MEET LAUREN LEE

 

S P A C E Rising is an iteration of our S P A C E residency program, designed specifically to support our (R)evolution Mentorship Interns. Meet Lauren Ai Ling Lee! And make sure to join us for S P A C E Rising Showcase on October 10 & 11 at 7pm.

 

What inspirations, launching points, or ideas are you working with for your piece for the S P A C E residency? How has that developed over the course of your residency process?

 

Prior to the start of the S P A C E residency, I had come across the work of Singaporean visual artist, Woong Soak Teng, and was very inspired by a particular work of hers, entitled rules for photographing a scoliotic patient. As someone navigating her own identity as an artist with scoliosis and spinal-fusion surgery, I was very moved by this project — it was the first time that I had seen scoliosis centered in an artistic body of work.
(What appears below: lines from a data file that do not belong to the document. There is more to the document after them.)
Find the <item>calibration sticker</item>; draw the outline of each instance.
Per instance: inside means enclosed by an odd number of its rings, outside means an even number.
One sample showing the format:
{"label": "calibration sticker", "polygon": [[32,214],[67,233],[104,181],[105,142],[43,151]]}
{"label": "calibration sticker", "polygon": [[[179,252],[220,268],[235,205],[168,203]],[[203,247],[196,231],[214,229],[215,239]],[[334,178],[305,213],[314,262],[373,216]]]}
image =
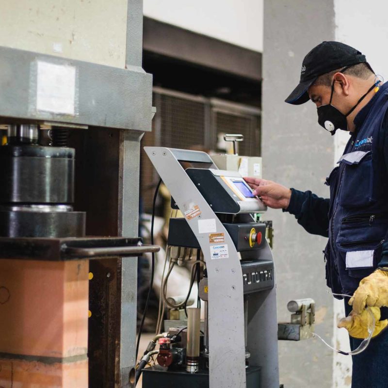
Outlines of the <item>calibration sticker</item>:
{"label": "calibration sticker", "polygon": [[224,233],[211,233],[209,235],[209,242],[210,244],[221,244],[225,242]]}
{"label": "calibration sticker", "polygon": [[210,247],[210,258],[212,260],[216,259],[227,259],[228,257],[227,244],[211,245]]}
{"label": "calibration sticker", "polygon": [[189,209],[189,210],[185,211],[185,217],[188,220],[192,220],[199,215],[201,212],[199,210],[199,207],[197,205],[195,205]]}

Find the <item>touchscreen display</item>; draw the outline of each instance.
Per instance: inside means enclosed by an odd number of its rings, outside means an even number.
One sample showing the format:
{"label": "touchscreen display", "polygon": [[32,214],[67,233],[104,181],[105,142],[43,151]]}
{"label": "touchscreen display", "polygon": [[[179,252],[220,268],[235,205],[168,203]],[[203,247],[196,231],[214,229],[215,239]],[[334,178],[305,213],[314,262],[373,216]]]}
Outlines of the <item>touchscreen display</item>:
{"label": "touchscreen display", "polygon": [[245,182],[241,180],[233,180],[232,182],[245,198],[255,198],[255,195]]}

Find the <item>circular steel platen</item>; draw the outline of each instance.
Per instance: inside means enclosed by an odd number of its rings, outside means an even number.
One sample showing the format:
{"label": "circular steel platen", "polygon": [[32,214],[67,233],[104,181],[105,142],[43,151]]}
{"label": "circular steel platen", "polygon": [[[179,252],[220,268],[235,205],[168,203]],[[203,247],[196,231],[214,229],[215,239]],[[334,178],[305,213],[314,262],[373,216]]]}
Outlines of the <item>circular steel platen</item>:
{"label": "circular steel platen", "polygon": [[0,211],[1,237],[82,237],[85,225],[82,211]]}
{"label": "circular steel platen", "polygon": [[0,203],[72,203],[74,155],[71,148],[0,147]]}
Coming into this process, I knew that I wanted to make a work centered around my own experiences with scoliosis and spinal-fusion surgery, because I had never really had the opportunity to explore this part of me that shapes so much of what I do and how I show up in the world. This was my primary starting point for my S P A C E residency piece.

However, this idea evolved slightly throughout the course of my residency. I was fortunate to collaborate with four other artists for this work, and our conversations and reflections throughout this process ended up reshaping the direction of the piece. I discovered that a lot of my feelings surrounding my scoliosis experience were similar to ones that others experienced in their own lives, just in alternative capacities — the ways in which we are all attempting to navigate what it means to be human are more alike than different.

Therefore, rather than making a work centered around scoliosis and spinal-fusion surgery, I ended up using my experiences with these things as lenses for investigating broader themes of resilience, relationships, and the ways in which nonconformity can strengthen community.

 

How has your approach to dance creation changed or been different during your residency?

 

When making work in the past, I tended to start with a piece of music that I resonated with, and then subsequently built movement based on that sound score. However, with so much time to research during this residency, I was able to explore alternative modes of movement generation. This work and process, in particular, has been rather intimate, and a lot of my time spent in residency has been engaging in written, pictorial, and oral reflection with my collaborators. I really wanted to root this work in the lived experiences of the people involved in the piece. Therefore, it was very important to me that we spent a lot of time thinking about the themes informing the way we moved.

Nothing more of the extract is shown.